Perovskite cell enterprise layout
At present, perovskite cell technology has developed to the eve of commercial mass production. Many professional perovskite cell R&D and manufacturing companies such as GCL Optoelectronics, Xianna Optoelectronics, Jidian Optoelectronics, Wandu Optoelectronics, Renshuo Optoelectronics and other companies are actively promoting the commercial mass production of perovskite cell. The original crystalline silicon cell companies are actively promoting the research and development of perovskite and crystalline silicon dual-section cell.

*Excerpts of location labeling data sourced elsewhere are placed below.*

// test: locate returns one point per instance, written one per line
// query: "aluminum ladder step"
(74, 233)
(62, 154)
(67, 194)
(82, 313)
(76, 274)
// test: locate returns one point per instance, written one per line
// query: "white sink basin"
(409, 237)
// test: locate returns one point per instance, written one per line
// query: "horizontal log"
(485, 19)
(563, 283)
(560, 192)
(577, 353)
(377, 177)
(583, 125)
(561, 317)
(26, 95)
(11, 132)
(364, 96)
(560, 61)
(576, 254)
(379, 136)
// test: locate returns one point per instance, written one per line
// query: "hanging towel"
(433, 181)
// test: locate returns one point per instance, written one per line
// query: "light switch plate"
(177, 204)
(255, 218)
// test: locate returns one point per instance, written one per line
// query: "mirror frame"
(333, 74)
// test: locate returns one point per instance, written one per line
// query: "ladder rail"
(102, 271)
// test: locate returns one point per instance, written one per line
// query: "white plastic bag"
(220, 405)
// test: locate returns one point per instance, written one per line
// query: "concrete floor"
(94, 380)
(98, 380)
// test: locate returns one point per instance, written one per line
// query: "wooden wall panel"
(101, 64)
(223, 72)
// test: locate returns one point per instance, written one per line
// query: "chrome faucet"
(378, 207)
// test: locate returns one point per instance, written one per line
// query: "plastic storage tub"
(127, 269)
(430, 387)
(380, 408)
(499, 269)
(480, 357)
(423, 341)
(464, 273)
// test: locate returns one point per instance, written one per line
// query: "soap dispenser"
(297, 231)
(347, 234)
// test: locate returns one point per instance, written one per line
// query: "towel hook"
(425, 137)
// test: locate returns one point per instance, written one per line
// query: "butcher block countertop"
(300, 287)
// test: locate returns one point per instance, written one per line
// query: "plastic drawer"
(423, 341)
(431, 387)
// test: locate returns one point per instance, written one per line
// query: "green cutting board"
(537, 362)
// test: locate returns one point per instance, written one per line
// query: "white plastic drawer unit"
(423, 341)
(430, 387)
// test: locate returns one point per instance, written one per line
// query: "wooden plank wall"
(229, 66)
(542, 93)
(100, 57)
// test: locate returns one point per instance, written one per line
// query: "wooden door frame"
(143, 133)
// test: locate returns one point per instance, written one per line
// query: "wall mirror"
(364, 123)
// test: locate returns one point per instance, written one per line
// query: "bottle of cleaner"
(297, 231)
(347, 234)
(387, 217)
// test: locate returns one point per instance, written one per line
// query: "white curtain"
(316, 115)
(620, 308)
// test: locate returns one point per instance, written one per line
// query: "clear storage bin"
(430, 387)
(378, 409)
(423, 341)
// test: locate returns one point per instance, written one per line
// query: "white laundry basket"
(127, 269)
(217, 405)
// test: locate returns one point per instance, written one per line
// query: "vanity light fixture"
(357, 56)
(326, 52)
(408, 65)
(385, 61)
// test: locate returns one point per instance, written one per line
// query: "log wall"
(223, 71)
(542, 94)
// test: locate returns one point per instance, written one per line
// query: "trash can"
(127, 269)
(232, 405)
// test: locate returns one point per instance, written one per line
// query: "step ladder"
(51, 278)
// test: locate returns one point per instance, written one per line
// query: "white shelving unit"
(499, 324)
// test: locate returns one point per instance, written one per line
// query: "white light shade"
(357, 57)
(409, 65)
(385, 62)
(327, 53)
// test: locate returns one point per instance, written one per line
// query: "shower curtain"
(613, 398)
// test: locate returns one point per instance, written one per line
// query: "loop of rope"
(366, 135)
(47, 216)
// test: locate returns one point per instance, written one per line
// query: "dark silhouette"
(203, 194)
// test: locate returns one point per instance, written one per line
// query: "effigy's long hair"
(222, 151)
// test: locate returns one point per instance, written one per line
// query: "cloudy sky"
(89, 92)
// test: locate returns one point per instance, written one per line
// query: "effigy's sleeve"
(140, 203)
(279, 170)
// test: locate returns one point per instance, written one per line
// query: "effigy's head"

Future development trend of perovskite cell
At present, the industry generally believes that the stacked cell composed of perovskite and crystalline silicon cell is an important technical direction in the future. Therefore, the industry is generally optimistic about the development trend of perovskite cell, and perovskite cell are also favored by photovoltaic companies and capital. The industry expects that the production capacity of perovskite cell will reach 461GW in 2030.
According to incomplete statistics, from 2023 to now, companies such as Pulse Energy, Zhongneng Photovoltaic Storage, Heijing Optoelectronics, Renshuo Photovoltaic, and Jidian Photovoltaic have a total of 15 financing events. The amount of financing ranges from tens of millions to hundreds of millions.
For perovskite cell technology, its biggest advantage lies in its future potential, which makes it have potential investment value, and therefore it is also valued by major capitals and investment banks.